2つ目の違和感は、タイトル通りなのですが、行動を見て差別意識の有無を判断することはできないということです。
例えば障害者が街中で困っている場面に遭遇したとします(いろんな研修でこういう場面設定がされることを僕は大変疑問に感じていますが、今はそこには言及はしません)。
もうちょっと具体的に場面設定をします。地下鉄の駅で改札を出て地上行きのエレベーターに乗ったら、車いすユーザーやベビーカーを押している人などエレベーター以外の移動手段が難しいと判断できる人がエレベーターに乗ろうとしていた。「自分が降りればその人は乗れる」という場面があったとします。
この時にあなたはどうするでしょうか?
車いすユーザーの方に話を聞くと、譲ってもらったことなんか数十年間で1回もないという人が多いです。オリパラで少しは変わっていることを期待します。

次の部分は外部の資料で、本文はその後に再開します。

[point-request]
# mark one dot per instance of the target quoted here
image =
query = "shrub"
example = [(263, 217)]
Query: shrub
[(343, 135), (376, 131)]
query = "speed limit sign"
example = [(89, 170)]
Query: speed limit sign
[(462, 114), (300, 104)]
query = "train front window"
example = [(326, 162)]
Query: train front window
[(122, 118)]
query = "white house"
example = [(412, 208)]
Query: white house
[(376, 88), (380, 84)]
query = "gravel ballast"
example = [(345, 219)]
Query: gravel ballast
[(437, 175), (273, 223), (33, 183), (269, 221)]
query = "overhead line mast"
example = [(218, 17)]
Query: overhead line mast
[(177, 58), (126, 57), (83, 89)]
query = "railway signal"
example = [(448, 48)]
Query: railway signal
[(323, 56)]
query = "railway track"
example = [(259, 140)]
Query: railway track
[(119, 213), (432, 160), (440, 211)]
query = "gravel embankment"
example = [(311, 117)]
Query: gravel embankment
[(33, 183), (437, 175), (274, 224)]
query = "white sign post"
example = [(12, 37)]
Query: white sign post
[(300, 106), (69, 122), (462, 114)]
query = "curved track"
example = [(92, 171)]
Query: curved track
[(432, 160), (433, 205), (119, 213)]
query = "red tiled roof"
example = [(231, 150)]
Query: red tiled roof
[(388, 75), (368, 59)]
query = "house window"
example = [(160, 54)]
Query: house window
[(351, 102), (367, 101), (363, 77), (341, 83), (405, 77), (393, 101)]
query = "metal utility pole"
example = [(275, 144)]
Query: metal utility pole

この時、ある人が「エレベーターから降りて目の前の車いすユーザーに譲る」行動をしたとします。この行動自体は支援行動として好ましいと判断される行動です。
ただここで大事なのは「なぜ支援行動を行ったのか」という支援者の意識です。「障害の社会モデル」や「アクセシビリティ」を理解した上で譲ったのか、それとも「障害者がかわいそうな存在」だから同情で譲ったのか、どちらもありえます。「譲る」という外から見える行動は同じなのに、内面では全く異なることを考えている可能性があります。

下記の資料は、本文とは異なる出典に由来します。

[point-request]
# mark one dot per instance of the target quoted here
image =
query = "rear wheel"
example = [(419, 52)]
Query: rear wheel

行動から支援行動の動機を判断することは難しく、好ましい行動をしているからと言ってその意識が差別的ではないとは言えません。
今回紹介したIBMの記事では、一見モデルケースになるような好事例が紹介されています。しかし、その取り組みからだけでは障害に対する意識を判定することができません。
ただ、記事内の様々な表現から僕は障害に対する強いスティグマを感じます。スティグマとは、特定の属性に対するネガティブなレッテル張りを指します。

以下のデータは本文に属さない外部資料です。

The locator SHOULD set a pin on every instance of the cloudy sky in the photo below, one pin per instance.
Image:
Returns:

記事内では「障害」という言葉を「個性」や「多様な能力」という言葉に言い換えています。内的に強いスティグマがあるからこそ、「障害」という言葉をそのまま使うことができていないわけです。実際の現場レベルではそれほど差別的な意識はないかもしれませんが、少なくとも記事内の表現からはスティグマを感じるということです。これが2つ目の違和感です。
IBMでは消極的資源活用型ダイバーシティの視点から障害者雇用を進め、その中で積極的資源活用型ダイバーシティに該当する取り組みを始めています。その取り組みは、まだまだ日本国内の多くの企業で行われていないことです。そのためIBMの取り組みは他企業のロールモデルとなる可能性があります。
しかし、この取り組みではここまで解説してきたように、積極的資源活用型ダイバーシティの抱える課題や、障害に対する意識の課題は解決できない可能性が高いと考えます。
今後こういった取り組みは国内企業や様々な組織でも増えていくと思うので、望まれる障害者像を提供する一部の障害者だけが利益を得る一方、一般的な障害者に対するスティグマが高まっていくことが心配です。
こういうことを書いている僕自身も起業したころは、積極的資源活用型ダイバーシティの事例を作ることが大事と考えて活動していました。そこで、いろんな方、特に重度障害のある方と関わる中で自分の中に積極的資源活用型ダイバーシティに対してモヤモヤする感覚が出てきました。それが6年前に東京大学の星加先生に出会って少し論理的に理解できたのですが、じゃあどうすればいいかというのはいまだにモヤモヤしています。今の考え方に至るきっかけをくれた方々との出会いや交流は貴重な縁でしたが、大事なのは本当に今の考え方が最適なのかを考え続けることなのかなとは思います。